Par Jerome Saiz, le 01 oct 2001 à 16:59:00.

Un groupe de pirates britanniques serait parvenu à infiltrer une banque soudanaise hébergeant certains comptes du terroriste présumé Osama bin Laden. Les informations recueillies auraient été transmises au FBI.
Ils s'appellent "Young Intelligent Hackers Against Terror" et se disent organisés et financés par l'ex-pirate multimillionnaire Kim Schmitz. Ce dernier, agissant comme porte-parole du groupe, a annoncé que ses protégés étaient parvenus à pénétrer la banque soudanaise AlShamal Islamic Bank et dérober des informations sur les comptes du terroriste présumé Osama bin Laden.
Kim Schmitz s'est toutefois montré très discret quand aux détails de l'opération : les pirates auraient attaqué en premier lieu le serveur de noms (DNS) de la banque, avant de profiter d'une faille dans le pare-feu Firewall-1 de Checkpoint et prendre ainsi pied dans l'intranet. Une fois obtenu le privilège d'administrateur système (root), ils auraient ensuite installé des sniffers sur le réseau, et obtenu des identifiants nécessaires à la surveillance des comptes.
Si le scénario semble crédible d'un point de vue technique, personne n'a pour l'heure confirmé l'information. Le FBI, notamment, s'abstient de tout commentaire.
Kim Schmitz, ancien pirate allemand de 27 ans et aujourd'hui homme d'affaire millionnaire, est connu pour ses excentricités et son goût de la publicité. Il n'hésite ainsi pas à se faire suivre d'une équipe de télévision dans tous ses déplacements. Récemment, il avait offert une récompense de dix millions de dollars à quiconque permettrait l'arrestation d'Osama bin Laden.
Le piratage des banques et autres établissement financiers est cependant à l'odre du jour dans l'offensive anti-terroriste américaine. Récemment, un expert au Center for Strategic and International Studies (CSIS), à Washington, avait reconnu qu'il s'agissait d'une arme potentielle dans le contexte de l'enquête après les attentats du 11 septembre dernier.

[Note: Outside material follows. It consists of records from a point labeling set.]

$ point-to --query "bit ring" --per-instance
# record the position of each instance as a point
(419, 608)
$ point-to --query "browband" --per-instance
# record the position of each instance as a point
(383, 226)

Beaucoup de spécialistes reconnaissent toutefois qu'il s'agit d'opérations délicates à mener et qui nécessitent une présence humaine sur place. Notamment afin d'installer sur les ordinateurs cibles des logiciels indécelables capables d'enregistrer les informations saisies avant qu'elles ne soient chiffrées. Pour l'heure, et à défaut de pouvoir vérifier cette information, l'annonce de Kim Schmitz ressemble donc plus au script du film "Operation Espadon" qu'à une action despionnage high-tech.
Il demeure toutefois que le millionnaire allemand dispose des fonds nécessaires et de la connaissance requise pour s'attaquer à une banque. Bien des établissements financiers sont récemment tombés face à de jeunes pirates isolés et largement moins compétents.